The protection module is configured to: when the current available bandwidth of the multi-chain is less than a preset minimum bandwidth, the bandwidth protection measure is taken, and the alarm information is sent.

The device according to claim 7, wherein the device further comprises a detecting module, configured to: when the state of the sub-chain in the multi-chain is changed from active to inactive, or from inactive to active, The multi-strand in which the sub-chain is located is detected to determine the activated sub-chain in the multi-strand;

The computing module obtains the currently available bandwidth of the multi-chain: obtaining the multi-chain currently available bandwidth according to the detected bandwidth of the activated sub-chain in the multi-chain.

9. Apparatus according to claim 7 or claim 8 wherein said multi-chain current available bandwidth is the sum of the bandwidths of the activated sub-chains in the multi-chain.

10. The apparatus according to claim 7, wherein the preset minimum bandwidth threshold is not greater than a maximum available bandwidth of the multi-chain and is not less than a bandwidth required for transmission.

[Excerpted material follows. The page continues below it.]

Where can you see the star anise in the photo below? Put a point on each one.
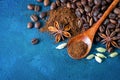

11. Apparatus according to claim 10 wherein said multi-chain maximum available bandwidth is the sum of the bandwidths of the activated sub-chains in the multi-chain when the multi-chain is initially activated.

12. The device according to claim 7, wherein the protection module captures the bandwidth protection measures: stopping only the operation of the multi-chain, or stopping the operation of the multi-chain, and switching the multi-chain service to the standby In multiple chains.